Posts Loading Issue
Incident Report for RebelMouse
Postmortem

Incident During Application Deployment 

During a regular application deployment, our team encountered two critical issues that affected the functionality of our application.  

  1. During the deployment, we introduced a new field to the post model. After the deployment, we observed that some posts were not loading, necessitating an immediate update of the post cache version to accommodate the changes in the post model. To address this issue, we promptly updated the post cache version to align with the modified model, restoring the functionality of the affected posts. We are reviewing as a team to make sure that no deploy with new fields or changes to data storage are done without further understanding how to avoid incidents. 
  2. The time to recover was slower than it should have been because of a network connection error occurred during the deployment process, preventing the successful completion of code deployment to one of our clusters. This situation left us unable to restart the Celery processes, even when all other clusters were in a ready state. As a result, we had to restart the deployment and wait for its completion, causing an unexpected delay in the deployment process.

Immediate Actions Taken: For the issue with the post model field addition, we acted swiftly by updating the post cache version to ensure compatibility with the modified model. 

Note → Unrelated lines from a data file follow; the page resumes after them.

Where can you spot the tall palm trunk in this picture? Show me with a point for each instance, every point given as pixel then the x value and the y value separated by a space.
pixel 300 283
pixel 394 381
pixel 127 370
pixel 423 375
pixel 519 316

Mitigation and Preventive Measures: Based on the incident analysis we've already integrated a new test which won't allow deployment to happen in case the post model was changed without post cache modification. "The network issue occurred randomly and, regrettably, coincided with the ongoing deployment process."

Posted Sep 21, 2023 - 09:16 EDT

Resolved
This incident has been resolved.
Posted Sep 21, 2023 - 07:54 EDT
Monitoring
A fix has been implemented and we are monitoring the results.
Posted Sep 21, 2023 - 07:33 EDT
Identified
The issue has been identified and a fix is being implemented.
Posted Sep 21, 2023 - 07:12 EDT
Investigating
We've faced a problem during the deploy which caused problems with posts loading. We are already solving the problem.
Posted Sep 21, 2023 - 07:08 EDT
This incident affected: Full Platform.